A cell can be thought of as having two distinct attributes: its value and
its format specification. The value decides what is displayed, and the
format specification decides what it looks like. The format specification
always includes "normal" formatting and sometimes includes conditional
formatting. (This is very simplistic - there are lots of attributes
really - but this is the principle.)

To display a cell, you give it a format specification and a value, and
_Excel_ displays it. Your macro or your typing doesn't display the cell,
Excel does - based on the current value and format specification.

BUT. A macro can put a value into a cell, and it can put a format
specification into a cell. These overwrite whatever was there before. And
Excel will display the cell again, according to its new attributes.

So ... there is no concept of overrides or precedence. A cell is displayed
according to its current attributes only. Conditional formatting on a cell
will be active until the conditional formatting specification itself is
removed or replaced (either by a macro or by you).

 
Answer #6    Answered By: Jimmie Ramirez     Answered On: Dec 23

I think here that you need to consider the definition of "last edited".
A macro does not run  continually. If it did, a user would never be able
to interrupt long  enough to enter anything into a cell!
Macros are an "on-demand" kind of thing. Even the "Event" macros
are on-demand, it's just you've pre-defined or automated the "demand".

Conditional formatting, however acts ALMOST like a "Change" event.
(almost, but not quite, and the analogy fall apart very quickly, but still...)
So, if you have a macro that changes the color of a cell, the conditional
formatting says: "Look, the cell changed, what should I do?" and changes
it back as defined by the conditional format. Basically, the conditional format
acts as if it is applied almost continuously. screen refreshes, cell changes,
etc.

so.. if your definition of "last edited" means the last action that takes
place.. well yeah!
If your definition of "overrides" means something like "takes precedence"..
whell
that's probably true too... just for different reasons.

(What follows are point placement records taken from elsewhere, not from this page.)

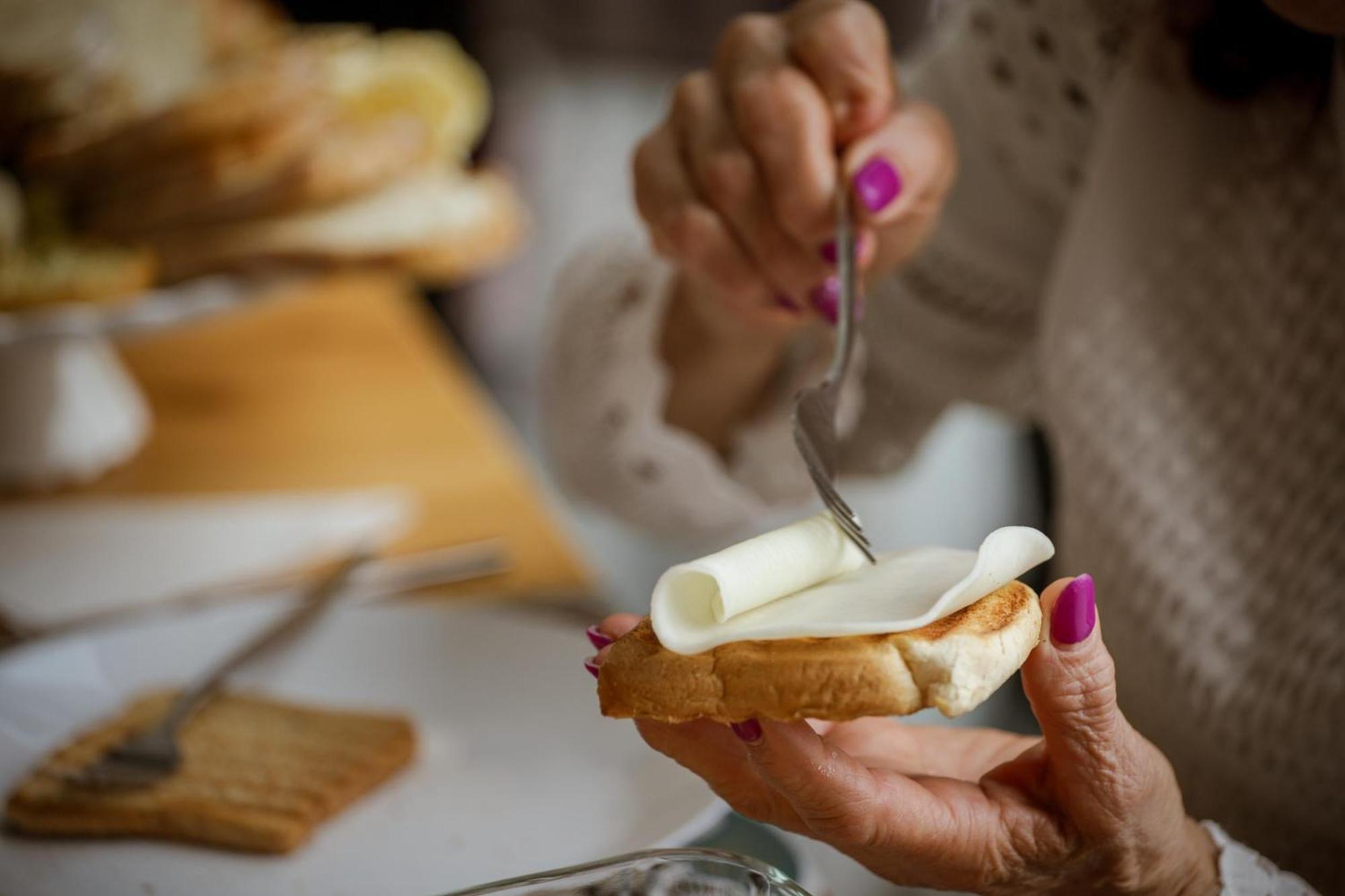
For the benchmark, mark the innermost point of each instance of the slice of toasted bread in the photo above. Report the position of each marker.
(258, 775)
(953, 663)
(435, 224)
(73, 274)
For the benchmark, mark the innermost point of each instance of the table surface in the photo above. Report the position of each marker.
(338, 382)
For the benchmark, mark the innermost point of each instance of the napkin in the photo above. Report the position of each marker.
(65, 560)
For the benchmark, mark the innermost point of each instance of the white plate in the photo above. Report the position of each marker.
(153, 310)
(517, 771)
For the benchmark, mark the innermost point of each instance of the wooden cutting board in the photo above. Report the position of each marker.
(340, 382)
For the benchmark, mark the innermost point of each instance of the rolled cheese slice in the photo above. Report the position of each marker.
(808, 580)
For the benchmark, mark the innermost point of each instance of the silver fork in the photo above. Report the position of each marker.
(816, 408)
(154, 754)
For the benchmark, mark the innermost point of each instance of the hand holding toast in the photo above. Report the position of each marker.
(1091, 805)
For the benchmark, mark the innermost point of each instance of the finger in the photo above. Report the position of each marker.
(683, 228)
(613, 627)
(844, 46)
(965, 754)
(1071, 682)
(709, 751)
(905, 170)
(925, 830)
(727, 179)
(783, 119)
(839, 799)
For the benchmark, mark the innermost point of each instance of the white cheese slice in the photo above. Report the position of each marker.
(808, 580)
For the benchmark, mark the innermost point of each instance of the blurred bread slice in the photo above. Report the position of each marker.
(953, 663)
(438, 225)
(65, 274)
(244, 99)
(83, 68)
(326, 163)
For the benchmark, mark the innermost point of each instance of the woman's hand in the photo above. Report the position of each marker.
(738, 185)
(1091, 806)
(738, 188)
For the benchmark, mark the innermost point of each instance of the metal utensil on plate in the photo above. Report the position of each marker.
(153, 755)
(816, 408)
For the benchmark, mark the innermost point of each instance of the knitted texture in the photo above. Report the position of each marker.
(1182, 342)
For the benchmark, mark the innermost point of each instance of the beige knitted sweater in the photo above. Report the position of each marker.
(1160, 282)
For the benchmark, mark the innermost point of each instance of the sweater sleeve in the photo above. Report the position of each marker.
(957, 325)
(1243, 872)
(605, 393)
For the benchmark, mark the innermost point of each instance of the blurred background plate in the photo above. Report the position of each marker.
(154, 310)
(517, 771)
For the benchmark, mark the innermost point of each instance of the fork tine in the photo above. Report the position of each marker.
(835, 501)
(852, 530)
(828, 489)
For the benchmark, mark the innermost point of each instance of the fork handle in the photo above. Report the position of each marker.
(318, 599)
(849, 292)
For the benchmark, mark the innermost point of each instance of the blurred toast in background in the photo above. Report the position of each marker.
(215, 135)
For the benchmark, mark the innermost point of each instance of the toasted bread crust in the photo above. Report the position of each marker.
(953, 663)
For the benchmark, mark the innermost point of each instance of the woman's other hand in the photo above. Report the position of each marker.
(738, 185)
(1091, 806)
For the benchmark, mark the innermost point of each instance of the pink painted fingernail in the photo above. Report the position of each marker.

Kind-of like having two macros. One changes the cell to red, the other to blue.
the one changing it to red is called by just about every other macro, including
screen refreshes and selectionchange events. When you run the macro changing
the cell to blue, it stays blue until ANYTHING happens, then it changes back to
red.
So, in this case, the one changing it to red "overrides" any other change... and
it is the last (or most recent) action.

Another simple fact is that the "format set  my macros" is still taking place.
If you removed the conditional formatting, the cell will display  as the cell
format dictates.
Kindof like cutting a hole in the wall and haning a picture over it.
No matter how big the hole is, or what you put in the hole, all you see is the
picture.
Once you remove the picture, then you can see what's been going on with the
wall...

Hope this rambling narrative actually make sense...
Comes from caffeine difficiency... soon to be rememdied.